Annual income twenty pounds, annual expenditure nineteen six, result happiness.
Annual income twenty pounds, annual expenditure twenty pound ought and six, result misery.
Well that all sounded rather splendid. Lots and lots of lovely Government lolly heading the way of the construction industry to rebuild the economy post-pandemic. Gazillions of pennies being spent to relieve the economic discomfort of a nation caught short by Covid-19.
Many times in the past has Boris Johnson tried to channel his great hero Winston Churchill; yesterday he aimed to do the same with Winston’s war-time ally Franklin D Roosevelt. “It sounds positively Rooseveltian. It sounds like a New Deal. All I can say is that if so, then that is how it is meant to sound and to be, because that is what the times demand. A government that is powerful and determined and that puts its arms around people at a time of crisis,” he told the selected audience at a college of further education in the West Midlands. The location was carefully planned. Dudley, to be precise, one of those constituencies that changed its hue from red to blue in December, whose votes the Tories have borrowed and whose trust will need to be repaid, as Johnson himself said in his victory speech after the General Election.
“Too many parts of this country have felt left behind, neglected, unloved, as though someone had taken a strategic decision that their fate did not matter as much as the metropolis,” he said yesterday, echoing parts of that December 13 speech – the ‘first let’s get breakfast done’ one.
So far so good, then. The construction industry has long said that the best way to be build the economy is by investing in construction. In fact, every £1 spent on construction creates £2.92 of value to the UK economy, according to the CBI. The £5bn of capital projects, the £1bn spending on schools, the £900m for a range of ‘shovel ready’ projects, the £1.5bn this year for hospitals, the £100m on road repairs. It all sounds marvellous.
However. There’s always, always, a however. The devil will be in the detail and, as we’ve seen, thus far, Johnson is superb at the rhetoric, at the tub-thumping, at the campaigning. The detail, the dotting and crossing of Is and Ts, not so good. Planning reforms to speed up the process of getting housing built: good. Planning reforms that allow developers to run rough-shod over the needs and requirements of local communities: not good.

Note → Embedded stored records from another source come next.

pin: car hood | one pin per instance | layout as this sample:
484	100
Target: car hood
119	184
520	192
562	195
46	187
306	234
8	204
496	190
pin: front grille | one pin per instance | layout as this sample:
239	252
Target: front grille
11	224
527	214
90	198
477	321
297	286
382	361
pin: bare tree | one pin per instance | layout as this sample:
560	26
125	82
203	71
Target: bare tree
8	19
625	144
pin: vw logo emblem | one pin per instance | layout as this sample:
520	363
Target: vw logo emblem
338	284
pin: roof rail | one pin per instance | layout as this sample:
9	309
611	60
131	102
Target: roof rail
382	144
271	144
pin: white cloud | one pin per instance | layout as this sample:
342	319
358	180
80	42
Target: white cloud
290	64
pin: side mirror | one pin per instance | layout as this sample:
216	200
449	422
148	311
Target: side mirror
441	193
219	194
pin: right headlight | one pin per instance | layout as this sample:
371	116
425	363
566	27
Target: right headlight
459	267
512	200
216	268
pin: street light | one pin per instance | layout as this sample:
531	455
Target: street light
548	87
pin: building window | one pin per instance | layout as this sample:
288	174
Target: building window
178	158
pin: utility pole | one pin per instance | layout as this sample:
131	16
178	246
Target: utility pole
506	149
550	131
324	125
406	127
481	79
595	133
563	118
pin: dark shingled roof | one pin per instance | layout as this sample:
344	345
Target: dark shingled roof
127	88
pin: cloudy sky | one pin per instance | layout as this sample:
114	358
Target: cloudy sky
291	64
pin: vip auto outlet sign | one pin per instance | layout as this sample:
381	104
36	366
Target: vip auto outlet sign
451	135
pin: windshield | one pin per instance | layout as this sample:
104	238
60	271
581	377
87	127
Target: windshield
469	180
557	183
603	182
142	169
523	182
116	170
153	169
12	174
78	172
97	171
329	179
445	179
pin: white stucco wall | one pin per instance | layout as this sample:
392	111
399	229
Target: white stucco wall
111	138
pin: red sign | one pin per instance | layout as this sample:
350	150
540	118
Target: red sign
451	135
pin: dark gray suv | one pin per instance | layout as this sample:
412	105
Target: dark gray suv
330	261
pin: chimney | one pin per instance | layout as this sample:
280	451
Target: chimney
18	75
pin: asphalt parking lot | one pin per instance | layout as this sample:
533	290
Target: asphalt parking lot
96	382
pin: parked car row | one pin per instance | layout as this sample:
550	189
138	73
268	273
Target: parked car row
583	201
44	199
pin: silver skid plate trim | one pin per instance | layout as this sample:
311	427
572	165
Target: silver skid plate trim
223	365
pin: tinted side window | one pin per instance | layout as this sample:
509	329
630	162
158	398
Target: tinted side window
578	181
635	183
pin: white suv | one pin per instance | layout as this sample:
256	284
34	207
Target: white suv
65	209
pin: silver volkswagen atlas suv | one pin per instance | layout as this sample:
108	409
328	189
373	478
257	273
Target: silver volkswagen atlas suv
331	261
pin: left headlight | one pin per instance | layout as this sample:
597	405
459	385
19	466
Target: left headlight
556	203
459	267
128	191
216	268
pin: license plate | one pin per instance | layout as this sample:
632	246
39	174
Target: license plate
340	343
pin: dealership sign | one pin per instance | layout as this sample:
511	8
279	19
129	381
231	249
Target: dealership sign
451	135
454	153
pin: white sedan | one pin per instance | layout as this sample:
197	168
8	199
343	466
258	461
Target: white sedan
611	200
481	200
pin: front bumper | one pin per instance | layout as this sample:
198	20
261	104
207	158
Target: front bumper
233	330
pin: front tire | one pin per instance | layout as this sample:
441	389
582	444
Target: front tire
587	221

School spending: good. Insufficient spending in the wrong areas: not good. Plus, that £1bn spending on new schools sounds great. Fantastic. Amazing. Until you do the maths. For a start, it’s over 10 years and it’s way short of the £7bn that the National Audit office reckons is needed just to bring schools up to an acceptable standard in the modern world. It’s also way short of the £55bn Building Schools for the Future programme, the most ambitious educational investment since the post-war building boom and which was unceremoniously dumped by Michael Gove when he was coalition Education Secretary. There was a lot wrong with the BSF programme, a lot. It was over-bureaucratic, cumbersome and in many cases not value for money. That said, it recognised the importance of proper investment in education and the fabric of education and Gove has since admitted that scrapping it was one of his worst mistakes.
Yesterday’s announcements were welcome because no-one wants to go back to the days of the post financial crash austerity drive. Even though we know, deep down that the investment in the furlough scheme and all the rest of Chancellor Rishi Sunak’s busines help schemes have to be repaid sometime, somehow and by someone.
This is not the first time that a Tory Prime Minster and a Chancellor have surprised the political world with the depth of their pockets and the size of their largesse. Whilst Boris may be quite happy to think he is emulating Churchill or Roosevelt; he probably has more in common with another flaxen haired Premier than he realises. Edward Heath’s 1970 Budget, delivered by Keith Joseph, was unprecedented in its spending – not something many would associate with a Tory Party – and came after years of austerity promoted by a Labour Government. But channelling Edward Heath isn’t quite the image Boris is aiming for.